Project - Unsupervised Learning

Project Goals:

  • Perform unsupervised learning techniques specifically annual spending of product categories on a wholesale data dataset using KMeans clustering, hierarchical clustering, and PCA and communicate insights on the clustering result and what it means for our business.

Process:

Step 1: Explanatory Data Analysis:

  • By creating visualizations and statistical summary to spot abnormal distribution & outliers.

Step 3: Preprocessing & Feature Engineering

  • Did one-hot encoding of the categorical features "Region" and "Channel" although we will not use the features going forward in th clustering.
  • Considered only the 6 numerical features of the dataset for the purpose of our project.
  • Normalizing the distribution of all the product categories as ML aligorithms assume normal distribution of features.
  • Scaling data in order to avoid dominance of one feature over the other as the range of values of different features were different.

Step 4 : Clustering & PCA analysis

  • Applied Kmeans Clustering to find the optimal clustering for the originally six categories of producdts using elbow method.
  • Applied hierarchical clustering to find the optimal clustering for the originally six categoies of products and plot it in dendogram.
  • Applied PCA analysis to identify the dimensions that best maximize the variance in the dataset.

Step 5 : Compare all three aligorithms on their results and performance.

Step 6 : Communicate overall insights in bullet points.

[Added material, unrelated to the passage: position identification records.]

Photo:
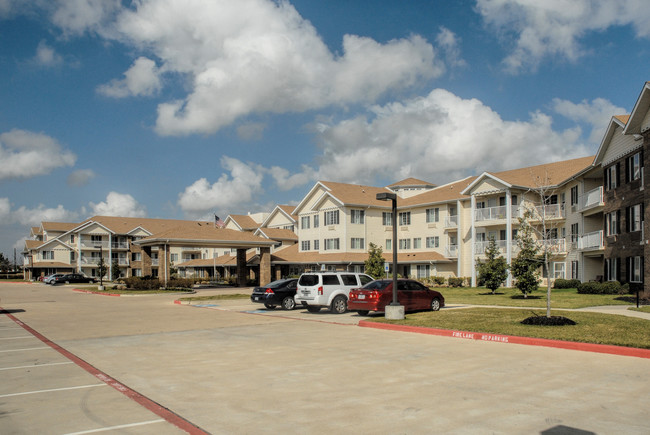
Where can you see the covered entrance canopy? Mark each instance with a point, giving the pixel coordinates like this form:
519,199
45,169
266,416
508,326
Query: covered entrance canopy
205,235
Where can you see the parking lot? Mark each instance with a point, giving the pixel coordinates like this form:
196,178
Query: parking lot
233,368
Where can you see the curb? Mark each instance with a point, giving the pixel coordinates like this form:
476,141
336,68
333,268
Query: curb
559,344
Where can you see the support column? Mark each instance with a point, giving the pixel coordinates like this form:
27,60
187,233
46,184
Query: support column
241,268
265,266
509,235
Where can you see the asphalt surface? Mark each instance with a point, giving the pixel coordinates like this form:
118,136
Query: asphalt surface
235,368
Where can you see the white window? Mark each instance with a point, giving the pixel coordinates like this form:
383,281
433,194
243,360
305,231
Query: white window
404,243
331,244
357,243
434,242
405,218
424,270
433,215
332,217
559,270
357,216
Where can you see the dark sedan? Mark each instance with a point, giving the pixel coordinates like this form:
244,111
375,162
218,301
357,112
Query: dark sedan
277,293
73,278
375,295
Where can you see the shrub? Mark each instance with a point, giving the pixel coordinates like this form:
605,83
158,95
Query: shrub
566,283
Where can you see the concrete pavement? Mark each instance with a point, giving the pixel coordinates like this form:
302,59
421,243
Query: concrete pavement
232,372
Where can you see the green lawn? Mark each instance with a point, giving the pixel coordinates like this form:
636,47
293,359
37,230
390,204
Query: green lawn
512,297
590,328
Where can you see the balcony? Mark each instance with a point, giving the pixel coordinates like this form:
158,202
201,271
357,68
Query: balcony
495,213
451,251
591,200
591,241
451,221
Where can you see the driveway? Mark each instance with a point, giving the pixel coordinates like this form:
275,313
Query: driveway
230,371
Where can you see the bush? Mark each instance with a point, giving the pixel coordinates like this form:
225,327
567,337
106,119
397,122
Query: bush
566,283
604,288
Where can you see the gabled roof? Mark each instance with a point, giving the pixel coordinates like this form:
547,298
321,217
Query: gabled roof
243,222
412,182
534,177
634,123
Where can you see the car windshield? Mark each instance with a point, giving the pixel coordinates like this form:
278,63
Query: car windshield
377,285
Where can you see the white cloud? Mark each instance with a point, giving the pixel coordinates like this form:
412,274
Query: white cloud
26,154
555,27
229,192
241,57
46,56
439,137
142,79
34,216
119,204
80,177
596,113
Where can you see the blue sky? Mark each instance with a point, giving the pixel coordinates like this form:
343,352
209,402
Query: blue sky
184,108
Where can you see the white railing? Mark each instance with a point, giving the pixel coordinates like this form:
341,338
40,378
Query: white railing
553,245
495,213
480,247
593,240
593,198
451,221
549,211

  • Convey the most important insights from the EDA and both models in bullet points to stakeholders and decision makers.

Findings:

    1. Noticed from the distribution plot of the 6 product that they are not normally distributed.
    1. From the above heatmap we noticed that there was significant relationship between Milk & Grocery, Milk & Detergent_Paper and at last but not least between Grocery & Detergent_Paper
    1. The result of the Kmeans clustering show that the optimal number of clusters is 3. That means the 6 products features can be reduced in to three categories based on their underlying patterns and relationships.
    1. The hierarchical as well grouped the products in to three clusters based on the dendogram plot.
    1. The result of the PCA show that dimensions can be reduced to 3(from the 6 dimensional dataset) as the three components explain around 85% of the variablity in the dataset.
    1. Since all the results are the similar we can conclude the annual spending can be cateogrized in to three categories based on the underlying relationship and correlation on the product category features.

Challenges & Future Goals:

  • Focusing was difficult given that I knew I was a bit behind on my materials and preparation for the final project.
  • If I had more time, I could have done more commits, improve the analysis and try more clustering aligorithms.